Incorporated straw promotes humus buildup
In the northeastern lowlands and hills, humus contents have increased by about 0.3 % over the past 20 years, and the median is now just under 3.0 % humus. Cropland sites with humus contents below 2.0% now account for only a small percentage of about 10%. This increase in humus content is also likely related to the 1993 ban on straw burning, which was the most common practice in the area.
Also in the other regions, soils with humus contents below 2.0 % are hardly found anymore. Most arable sites in the Alpine foothills and in the southeast currently have humus contents of between 2.3 and 3.5%.
The arable soils in the cooler regions (foothills of the Alps, eastern edge of the Alps) and in the Carinthian Basin show higher humus contents with medians between 3.2 and 3.5 %. This can also be attributed to a higher proportion of arable forage areas and temporary pastures.
The favorable development of humus contents is mainly due to ÖPUL measures (e.g. greening of arable land, mulch and direct seeding). It should also be noted that soils now tend to be cultivated less intensively. The large variability of humus contents of more than two percentage points in all regions clearly shows the influence of the location (soil type) and cultivation.

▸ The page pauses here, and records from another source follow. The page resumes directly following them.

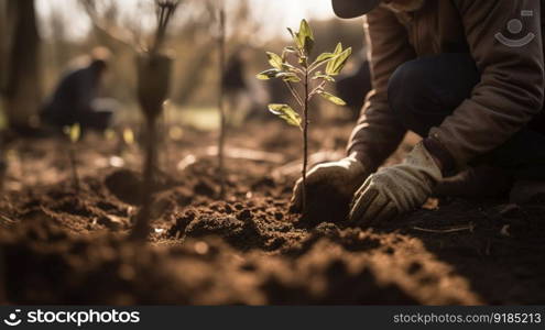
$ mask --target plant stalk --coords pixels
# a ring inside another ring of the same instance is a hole
[[[308,69],[304,77],[305,100],[303,102],[303,212],[306,211],[306,169],[308,166]]]
[[[148,139],[145,144],[145,160],[143,167],[142,182],[142,207],[137,217],[137,223],[132,232],[132,239],[135,241],[145,241],[150,233],[150,218],[153,189],[153,169],[155,165],[155,136],[156,127],[155,118],[148,118]]]
[[[76,190],[76,195],[79,195],[79,175],[77,172],[76,152],[75,152],[74,143],[70,143],[68,147],[68,157],[70,158],[72,180],[74,184],[74,190]]]
[[[8,279],[6,276],[8,270],[3,248],[0,246],[0,306],[8,305]]]
[[[218,141],[218,175],[219,175],[219,198],[226,194],[226,173],[225,173],[225,144],[227,135],[227,116],[225,109],[225,88],[224,76],[226,70],[226,12],[221,7],[219,10],[219,34],[218,34],[218,53],[219,53],[219,141]]]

The advisory services and the environmental measures implemented to increase soil fertility (greening, mulch or no-till) are showing demonstrable success in the form of increased humus contents. In order to maintain what has been achieved so far and to achieve further improvements, the measures to protect the soil must therefore be continued in the future.
Humus development in organic farming
With regard to the influence of organic management of the soil, there are interesting results from Upper Austria. After at least ten years of organic management, the humus content is significantly higher - in the Alpine foothills by + 0.14 % and in the Mühlviertel by + 0.28 %.

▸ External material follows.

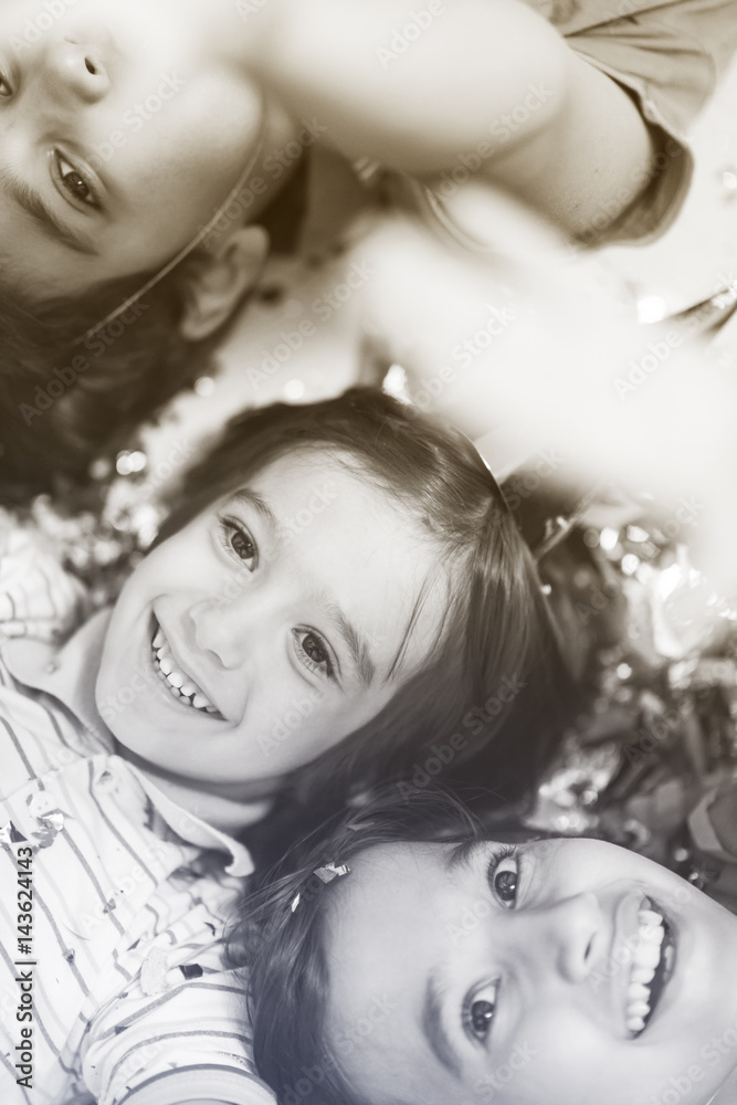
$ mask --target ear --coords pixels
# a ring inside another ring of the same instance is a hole
[[[257,281],[269,255],[263,227],[239,227],[214,250],[199,254],[185,274],[185,312],[179,330],[202,341],[231,317]]]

These increases are mainly due to the 23 % higher proportion of field fodder crops and the 20 % lower proportion of maize in organic farming compared to conventional soil management.
A soil test "pays off
If the nutrient status and acidity of the soil are known, the cost of phosphorus, potassium and lime fertilization can be minimized or these fertilizers can be used profitably: On sites highly supplied with phosphorus and potassium or neutral and alkaline, fertilizer costs can be saved entirely because the soil's nutrient resources can be used.

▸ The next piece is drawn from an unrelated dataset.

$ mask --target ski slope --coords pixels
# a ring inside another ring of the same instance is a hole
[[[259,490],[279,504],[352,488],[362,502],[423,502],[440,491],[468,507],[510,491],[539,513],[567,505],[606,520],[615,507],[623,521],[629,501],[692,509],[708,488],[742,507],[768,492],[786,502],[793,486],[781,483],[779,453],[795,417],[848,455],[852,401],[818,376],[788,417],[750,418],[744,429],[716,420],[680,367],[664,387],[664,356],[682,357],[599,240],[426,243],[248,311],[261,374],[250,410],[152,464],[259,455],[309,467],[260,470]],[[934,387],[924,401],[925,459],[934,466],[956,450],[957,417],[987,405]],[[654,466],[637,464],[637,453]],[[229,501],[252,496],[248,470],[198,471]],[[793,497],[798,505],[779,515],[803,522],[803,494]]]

On acidic soils, the optimum pH value can be stabilized by targeted improvement lime application and regular maintenance lime applications every four to six years. At low nutrient levels, targeted phosphorus and potassium fertilization is economically advantageous on most soils because it can achieve yield effects of 8% for cereals and 15% for root crops.
For more information on soil testing, please visit our service page.
Humus information material
In Austria, the use of humus-preserving and humus-increasing processes is being pushed in practice through public funding and private initiatives. But how is humus formed? How can humus be stored and what influences its content? In a new educational video and the brochure "Humus in discussion", produced by the advisory board on behalf of the Federal Ministry of Agriculture, Forestry, Environment and Water Management (BML), experts from the federal government, the federal states, research institutions and practitioners from the agricultural sector have their say, present plant cultivation measures as a basis for organic and conventional land management and present the latest scientific findings. Numerous "best practice" examples from farms show successful measures in organic and conventional agriculture. The humus brochure and the humus video are intended to further promote the conservation and development of this finite resource.